Bad code smells can accumulate as technical debt over time. Like financial debt, technical debt enables short-term gains but requires eventual repayment. Effectively managing technical debt is essential.
There is no eliminating debt completely in software projects. We should embrace it and properly manage it.
Quantify debt: Tools like SonarQube integrate metrics highlighting technical debt in terms of effort to resolve. Tracking debt prevents uncontrolled accumulation in code.
Strategically leverage debt when urgency demands it: “Quick and dirty” solutions enable moving fast to capture business opportunities. Technical debt can provide leverage to quickly establish market dominance early on.

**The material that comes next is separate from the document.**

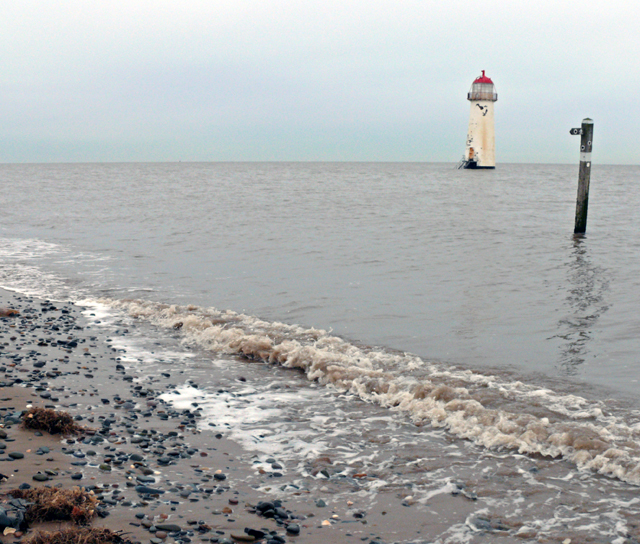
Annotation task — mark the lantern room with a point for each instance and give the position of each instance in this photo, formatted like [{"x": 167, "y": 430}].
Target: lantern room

Allocate resources to pay down debt: Schedule refactoring work each sprint or host “tech debt weeks” every few months. This prevents letting debt linger too long.
Convey the urgency to management: Get leadership on board with "repairing the roof on a sunny day" before disaster strikes. The diagram below shows a worst-case scenario of unmanaged debt, where key stakeholders are unaware until too late.

We discussed some common code smells and their recommended refactoring solutions. In the long run, high-quality code reduces maintenance costs and improves system stability and maintainability.
We also discussed the reality of technical debt accumulating through quick-win development shortcuts. Like financial debt, managed technical debt can strategically accelerate short-term deliveries. However, we need to allocate time to repay the debt before it is too late.